The Bethesda company expects to start construction in spring 2019 and open in fall 2021. Construction will begin after the company finishes building its Solaire 8250 Georgia, a 20-story, 339-unit apartment complex at the corner of Georgia Avenue and Bonifant Street, Kausner said.

The new project will be near Washington Property’s Solaire Silver Spring on Ripley Street, which was built in 2012. The company hasn’t settled on a name for the new complex, but it will incorporate the Solaire brand, Kausner said.  

Washington Property received the Colonial Lane property from the county in exchange for building a new $15 million county-owned facility for Progress Place, which serves the area’s homeless community through its Shepherd’s Table and Interfaith Works programs. Progress Place is now about a block away from its former location, on Georgia Avenue.

The plan has been supported by the Montgomery County Planning Board and the Silver Spring Urban District Advisory Committee.

Specifically, the zoning change allows Washington Property’s new project to have a height of 270 feet, rather than 200 feet.

Kausner said the company needs the additional height for above-ground parking spaces.

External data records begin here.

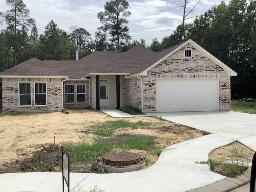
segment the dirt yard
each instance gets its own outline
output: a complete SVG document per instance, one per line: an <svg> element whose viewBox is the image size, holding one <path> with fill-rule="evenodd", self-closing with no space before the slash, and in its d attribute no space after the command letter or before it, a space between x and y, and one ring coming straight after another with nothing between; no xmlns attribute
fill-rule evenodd
<svg viewBox="0 0 256 192"><path fill-rule="evenodd" d="M106 140L115 142L122 138L120 136L133 135L153 138L164 149L207 133L178 124L161 121L154 117L145 117L125 119L133 122L161 121L162 124L138 129L120 128L116 130L113 136L103 138L93 134L89 126L120 118L114 118L101 112L89 109L70 110L68 114L52 112L6 114L0 117L0 173L20 172L28 162L31 162L35 154L47 152L47 149L50 149L48 151L50 151L54 134L56 135L56 144L59 146L62 142L68 141L92 144ZM243 152L245 151L244 150ZM131 152L142 155L144 153L134 150ZM217 155L215 157L218 158ZM154 163L158 157L151 156L150 158L148 167ZM33 168L27 169L27 171L33 171ZM60 171L59 167L43 170Z"/></svg>

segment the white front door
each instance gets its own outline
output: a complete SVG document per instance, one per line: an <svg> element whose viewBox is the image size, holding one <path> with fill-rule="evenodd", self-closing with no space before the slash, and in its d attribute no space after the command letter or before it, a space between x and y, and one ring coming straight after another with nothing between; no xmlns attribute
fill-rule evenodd
<svg viewBox="0 0 256 192"><path fill-rule="evenodd" d="M108 91L107 85L100 86L100 106L108 107Z"/></svg>

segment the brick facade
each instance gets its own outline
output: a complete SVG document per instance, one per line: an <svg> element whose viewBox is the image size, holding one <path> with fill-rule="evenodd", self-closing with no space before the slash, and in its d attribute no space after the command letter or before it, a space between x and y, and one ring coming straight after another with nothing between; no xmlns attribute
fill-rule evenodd
<svg viewBox="0 0 256 192"><path fill-rule="evenodd" d="M185 50L192 50L192 57L184 57ZM219 81L219 110L230 110L230 77L228 72L189 44L149 70L143 78L143 109L156 112L156 79L159 78L214 78ZM126 79L124 105L141 108L140 80ZM226 84L227 88L224 85ZM148 95L149 85L152 94Z"/></svg>
<svg viewBox="0 0 256 192"><path fill-rule="evenodd" d="M89 86L90 86L90 80L86 81L65 81L63 84L63 96L64 99L64 107L65 108L88 108L89 107ZM74 85L74 103L65 103L65 85L67 84ZM85 84L86 85L86 103L79 103L77 102L77 85L78 84Z"/></svg>
<svg viewBox="0 0 256 192"><path fill-rule="evenodd" d="M3 112L61 111L62 82L58 78L2 78ZM31 83L31 106L19 106L19 82ZM46 106L35 106L35 82L46 83Z"/></svg>

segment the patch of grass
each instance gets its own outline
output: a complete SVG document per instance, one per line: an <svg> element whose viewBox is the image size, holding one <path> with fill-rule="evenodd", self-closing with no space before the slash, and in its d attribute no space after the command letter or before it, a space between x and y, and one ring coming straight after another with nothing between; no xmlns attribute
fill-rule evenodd
<svg viewBox="0 0 256 192"><path fill-rule="evenodd" d="M90 126L93 130L93 133L102 137L111 136L115 131L120 128L130 127L137 129L139 126L148 126L158 123L138 121L137 122L130 122L126 120L118 120L115 121L108 121L101 124Z"/></svg>
<svg viewBox="0 0 256 192"><path fill-rule="evenodd" d="M196 163L208 164L211 171L227 177L232 178L241 175L243 171L248 168L246 164L236 161L224 163L209 159L207 161L196 161Z"/></svg>
<svg viewBox="0 0 256 192"><path fill-rule="evenodd" d="M125 113L128 113L128 114L130 114L131 115L144 114L142 112L141 110L130 106L124 106L123 107L120 108L119 110Z"/></svg>
<svg viewBox="0 0 256 192"><path fill-rule="evenodd" d="M231 110L256 114L256 102L238 102L231 103Z"/></svg>
<svg viewBox="0 0 256 192"><path fill-rule="evenodd" d="M154 117L157 119L159 119L160 121L167 121L166 118L164 118L161 116L158 116L157 115L152 115L151 117Z"/></svg>
<svg viewBox="0 0 256 192"><path fill-rule="evenodd" d="M128 149L137 149L144 151L151 151L156 149L155 145L157 142L152 139L142 139L134 137L119 140L117 143L117 148L123 151Z"/></svg>
<svg viewBox="0 0 256 192"><path fill-rule="evenodd" d="M102 157L114 148L113 144L108 142L92 145L84 142L68 142L63 143L62 146L70 156L70 163Z"/></svg>

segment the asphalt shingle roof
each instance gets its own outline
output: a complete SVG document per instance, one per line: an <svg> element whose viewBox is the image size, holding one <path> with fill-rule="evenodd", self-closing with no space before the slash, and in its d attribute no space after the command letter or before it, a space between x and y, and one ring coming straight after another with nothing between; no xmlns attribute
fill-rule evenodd
<svg viewBox="0 0 256 192"><path fill-rule="evenodd" d="M78 61L32 58L6 71L1 76L67 76L84 78L90 73L140 73L183 44L157 53L140 45L125 52L96 52Z"/></svg>

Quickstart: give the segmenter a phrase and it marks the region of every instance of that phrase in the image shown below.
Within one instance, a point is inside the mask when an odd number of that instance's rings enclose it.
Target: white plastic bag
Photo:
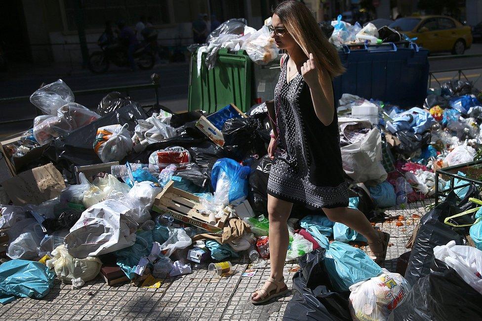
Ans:
[[[110,253],[135,243],[137,224],[132,210],[121,202],[108,199],[85,210],[70,229],[64,243],[75,258]]]
[[[350,313],[354,321],[386,321],[403,300],[411,286],[398,273],[383,273],[350,287]]]
[[[88,256],[85,259],[76,259],[71,255],[63,244],[52,251],[52,260],[47,261],[47,266],[53,268],[57,277],[65,283],[74,284],[74,279],[80,278],[84,282],[93,279],[102,266],[97,258]],[[77,280],[76,280],[77,282]],[[77,283],[77,287],[80,284]]]
[[[132,149],[132,140],[127,124],[111,125],[97,130],[93,148],[104,163],[120,161]]]
[[[286,253],[286,261],[291,261],[313,250],[313,243],[299,234],[293,235],[293,240]]]
[[[241,48],[245,50],[251,60],[258,65],[266,65],[273,61],[280,52],[268,26],[263,26],[252,34]]]
[[[373,128],[360,141],[341,147],[343,169],[356,182],[378,184],[387,179],[382,165],[382,137]]]
[[[476,150],[470,146],[457,146],[448,153],[445,158],[444,162],[446,163],[448,166],[470,163],[474,161],[474,157],[476,153]]]
[[[169,228],[169,238],[161,245],[162,252],[165,256],[171,256],[178,249],[185,249],[193,243],[191,237],[184,229]]]
[[[80,182],[80,185],[85,189],[82,196],[82,203],[85,208],[88,208],[107,198],[107,194],[95,185],[91,184],[83,173],[79,174],[79,179]]]
[[[30,96],[30,102],[49,115],[55,115],[59,108],[74,100],[74,93],[62,79],[46,85]]]
[[[467,245],[456,245],[450,241],[446,245],[434,248],[436,259],[455,270],[466,283],[482,294],[482,251]]]

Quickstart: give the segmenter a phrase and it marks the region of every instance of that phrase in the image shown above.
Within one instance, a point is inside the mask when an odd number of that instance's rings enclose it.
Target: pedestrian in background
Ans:
[[[294,203],[326,214],[364,236],[376,262],[385,259],[389,236],[374,229],[365,215],[348,208],[332,80],[345,69],[306,5],[280,4],[269,26],[277,46],[287,54],[275,99],[267,102],[274,134],[268,182],[270,277],[253,293],[254,304],[288,291],[283,268],[289,244],[286,224]]]

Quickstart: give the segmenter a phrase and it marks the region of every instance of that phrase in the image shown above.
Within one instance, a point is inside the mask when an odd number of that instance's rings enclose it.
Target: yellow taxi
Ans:
[[[390,27],[406,34],[410,38],[416,37],[417,45],[431,53],[451,51],[462,54],[472,45],[472,34],[469,26],[445,16],[423,16],[400,18]]]

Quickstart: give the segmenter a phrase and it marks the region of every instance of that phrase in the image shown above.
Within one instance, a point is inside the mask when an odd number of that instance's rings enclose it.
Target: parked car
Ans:
[[[482,40],[482,22],[472,27],[472,38],[474,41]]]
[[[406,17],[395,20],[390,27],[406,34],[431,53],[451,51],[462,54],[472,44],[470,27],[444,16]]]

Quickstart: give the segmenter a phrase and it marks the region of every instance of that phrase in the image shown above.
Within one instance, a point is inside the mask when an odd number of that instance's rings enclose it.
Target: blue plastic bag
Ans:
[[[211,251],[211,257],[215,261],[222,261],[232,257],[238,258],[239,255],[228,244],[220,244],[216,241],[207,240],[205,242],[206,247]]]
[[[470,107],[479,106],[481,104],[477,97],[473,95],[455,97],[450,99],[449,103],[450,107],[463,115],[469,113],[469,109]]]
[[[457,173],[457,175],[460,175],[460,176],[465,177],[466,175],[464,173],[462,172],[458,172]],[[465,197],[467,194],[467,192],[469,191],[469,186],[466,186],[464,187],[459,187],[457,188],[457,186],[459,185],[463,185],[464,184],[466,184],[467,182],[465,181],[462,181],[462,180],[459,180],[458,178],[455,178],[453,180],[453,191],[455,192],[455,194],[457,194],[460,198],[463,199]],[[447,183],[445,184],[445,188],[449,188],[450,187],[450,181],[447,181]]]
[[[482,208],[479,209],[477,213],[475,214],[476,220],[481,216],[482,216]],[[470,227],[469,234],[474,241],[474,243],[475,243],[476,247],[482,251],[482,221],[479,221]]]
[[[300,226],[308,230],[310,227],[314,227],[320,232],[325,236],[333,235],[333,225],[334,223],[326,216],[322,215],[308,215],[301,219]]]
[[[15,297],[43,298],[53,287],[55,273],[44,264],[12,260],[0,265],[0,303]]]
[[[374,187],[368,187],[371,198],[381,208],[391,207],[397,205],[397,194],[392,184],[386,181]]]
[[[337,241],[330,243],[322,235],[315,239],[326,249],[325,266],[334,292],[348,291],[355,283],[382,273],[382,268],[360,249]]]
[[[239,205],[248,195],[248,178],[251,169],[242,166],[231,158],[218,159],[212,167],[211,183],[218,192],[219,190],[228,189],[229,204]],[[219,184],[223,185],[218,186]],[[228,186],[229,185],[229,186]]]
[[[443,117],[442,117],[442,126],[446,127],[454,122],[459,121],[460,113],[455,109],[445,109],[443,111]]]

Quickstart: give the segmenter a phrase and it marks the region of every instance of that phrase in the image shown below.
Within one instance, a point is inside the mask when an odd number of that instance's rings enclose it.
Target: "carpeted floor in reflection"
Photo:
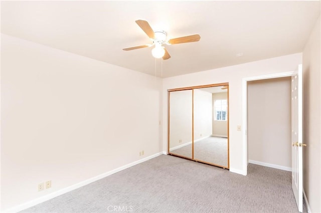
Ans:
[[[116,211],[295,212],[297,208],[289,172],[249,164],[243,176],[162,155],[23,212]]]

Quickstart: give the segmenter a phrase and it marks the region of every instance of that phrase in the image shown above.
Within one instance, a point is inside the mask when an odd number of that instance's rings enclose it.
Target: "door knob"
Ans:
[[[306,144],[301,144],[300,142],[293,142],[293,144],[292,144],[292,146],[295,146],[298,147],[306,146]]]

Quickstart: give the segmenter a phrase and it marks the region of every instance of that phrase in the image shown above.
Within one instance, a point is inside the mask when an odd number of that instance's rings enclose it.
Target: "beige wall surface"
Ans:
[[[320,18],[303,52],[303,189],[313,212],[321,212]]]
[[[213,112],[214,112],[214,101],[219,100],[227,100],[227,92],[218,92],[213,94]],[[213,116],[212,134],[219,136],[227,137],[227,120],[216,120],[215,114]]]
[[[170,148],[172,148],[192,142],[193,94],[191,90],[170,94]]]
[[[194,90],[194,140],[212,134],[212,94]]]
[[[291,167],[291,78],[248,82],[248,158]]]
[[[242,86],[243,78],[293,72],[302,64],[300,53],[259,60],[242,64],[208,70],[191,74],[164,78],[163,94],[167,90],[200,85],[229,82],[230,170],[241,173],[245,170],[242,164],[242,134],[237,131],[242,124]],[[163,72],[169,72],[164,70]],[[163,96],[163,120],[167,120],[168,100]],[[167,149],[166,122],[163,122],[163,150]]]
[[[161,82],[2,34],[0,211],[159,153]]]

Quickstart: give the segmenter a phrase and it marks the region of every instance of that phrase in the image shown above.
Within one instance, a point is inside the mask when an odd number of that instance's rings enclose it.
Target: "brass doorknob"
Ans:
[[[306,146],[306,144],[301,144],[300,142],[293,142],[293,144],[292,144],[292,146],[295,146],[298,147]]]

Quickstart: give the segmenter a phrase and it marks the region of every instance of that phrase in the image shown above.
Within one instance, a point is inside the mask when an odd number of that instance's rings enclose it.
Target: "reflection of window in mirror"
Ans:
[[[227,100],[215,100],[214,110],[215,120],[227,120]]]

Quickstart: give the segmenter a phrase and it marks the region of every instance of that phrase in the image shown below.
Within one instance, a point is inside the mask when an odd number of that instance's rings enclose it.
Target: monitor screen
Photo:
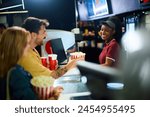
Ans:
[[[49,41],[51,43],[53,53],[57,54],[58,64],[59,65],[63,64],[64,61],[65,61],[64,64],[66,64],[67,55],[65,53],[64,46],[63,46],[61,38],[51,39]]]
[[[80,20],[92,20],[109,14],[107,0],[77,0]]]

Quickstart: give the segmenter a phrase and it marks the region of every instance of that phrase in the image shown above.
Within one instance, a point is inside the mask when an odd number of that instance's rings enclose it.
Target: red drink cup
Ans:
[[[41,62],[43,66],[47,67],[47,57],[41,57]]]
[[[50,70],[56,70],[57,69],[57,60],[51,60],[50,61],[49,69]]]
[[[56,54],[49,54],[48,55],[49,60],[49,69],[50,70],[56,70],[57,69],[57,55]]]

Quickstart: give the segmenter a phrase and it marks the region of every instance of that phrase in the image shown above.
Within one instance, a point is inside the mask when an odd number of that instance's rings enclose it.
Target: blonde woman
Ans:
[[[0,99],[6,99],[6,79],[9,74],[10,99],[38,99],[30,80],[31,74],[17,64],[22,56],[26,56],[30,48],[30,33],[21,27],[11,27],[3,32],[0,39]],[[59,95],[60,90],[54,90]],[[56,96],[55,96],[56,97]]]

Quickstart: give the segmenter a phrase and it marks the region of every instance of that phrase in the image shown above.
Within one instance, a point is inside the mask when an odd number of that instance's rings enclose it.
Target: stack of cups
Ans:
[[[31,79],[31,84],[41,100],[49,99],[53,94],[54,79],[47,76],[37,76]]]
[[[50,70],[56,70],[57,66],[58,66],[57,54],[49,54],[48,60],[49,60],[49,69]]]
[[[48,64],[47,64],[47,57],[41,57],[41,62],[43,64],[43,66],[47,67]]]

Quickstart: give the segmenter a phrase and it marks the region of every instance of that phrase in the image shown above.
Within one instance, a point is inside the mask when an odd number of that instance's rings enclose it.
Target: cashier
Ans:
[[[115,40],[114,34],[115,24],[110,20],[102,22],[99,35],[104,40],[104,48],[99,55],[99,62],[103,66],[118,66],[120,46]]]

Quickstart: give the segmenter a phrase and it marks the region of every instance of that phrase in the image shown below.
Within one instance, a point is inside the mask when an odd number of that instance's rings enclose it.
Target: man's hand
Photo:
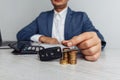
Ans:
[[[51,38],[51,37],[47,37],[47,36],[41,36],[39,38],[39,41],[42,43],[47,43],[47,44],[59,44],[59,42],[56,38]]]
[[[70,40],[62,41],[68,47],[77,46],[86,60],[96,61],[101,54],[101,40],[95,32],[85,32]]]

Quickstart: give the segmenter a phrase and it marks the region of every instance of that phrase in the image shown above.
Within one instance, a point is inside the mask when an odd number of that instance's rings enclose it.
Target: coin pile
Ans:
[[[70,51],[69,48],[64,48],[60,64],[77,64],[77,50]]]

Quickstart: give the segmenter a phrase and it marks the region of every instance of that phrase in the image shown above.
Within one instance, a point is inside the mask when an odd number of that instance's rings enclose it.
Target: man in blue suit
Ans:
[[[20,30],[18,41],[77,46],[86,60],[96,61],[105,47],[102,34],[85,12],[72,11],[69,0],[51,0],[54,10],[42,12],[31,24]]]

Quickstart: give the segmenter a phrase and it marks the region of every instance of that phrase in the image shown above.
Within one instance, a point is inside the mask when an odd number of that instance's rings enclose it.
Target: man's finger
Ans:
[[[95,32],[85,32],[85,33],[82,33],[78,36],[75,36],[73,37],[72,39],[70,40],[65,40],[63,41],[62,43],[63,44],[66,44],[67,46],[76,46],[77,44],[87,40],[87,39],[90,39],[93,37],[93,35],[96,35]]]

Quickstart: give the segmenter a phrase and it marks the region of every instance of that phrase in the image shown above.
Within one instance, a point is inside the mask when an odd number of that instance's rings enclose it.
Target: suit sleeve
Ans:
[[[31,36],[38,33],[38,17],[17,33],[18,41],[30,41]]]
[[[98,37],[101,39],[102,49],[106,46],[106,41],[103,35],[93,26],[89,17],[86,13],[83,14],[83,32],[94,31],[97,33]]]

Adding the ground-floor retail space will require 85 parking spaces dedicated for shoppers, which would have meant one or more additional levels of underground parking. Given the geology of the area and its close proximity to the rail tracks, that would have been cost prohibitive, she said.

Under the zoning change, in exchange for receiving the added height allowance, Washington Property will provide a 10,000- to 18,000-square-foot, ground-level retail store. Also, the developer must provide a significant public amenity in the area.   

“We hope to have a niche grocer — we’re talking to a few potential tenants,” Kausner said. “Or it could be another type of retail amenity for the community. Whatever it is, it will be a good amenity and useful for residents of the community.”

Hucker emphasized that the zoning change won’t increase the area’s population density or affect the historic one-story buildings on the east side of Georgia Avenue.

And because the new store will be within walking distance of many current and future residents, it should actually help reduce traffic in downtown Silver Spring, he said.

“This zoning change is a great example of how county government can work with the private sector to give our residents what they want and need,” Hucker said. “It’s also part of the evolution of downtown Silver Spring into a vibrant community where people can live, work, shop and play.”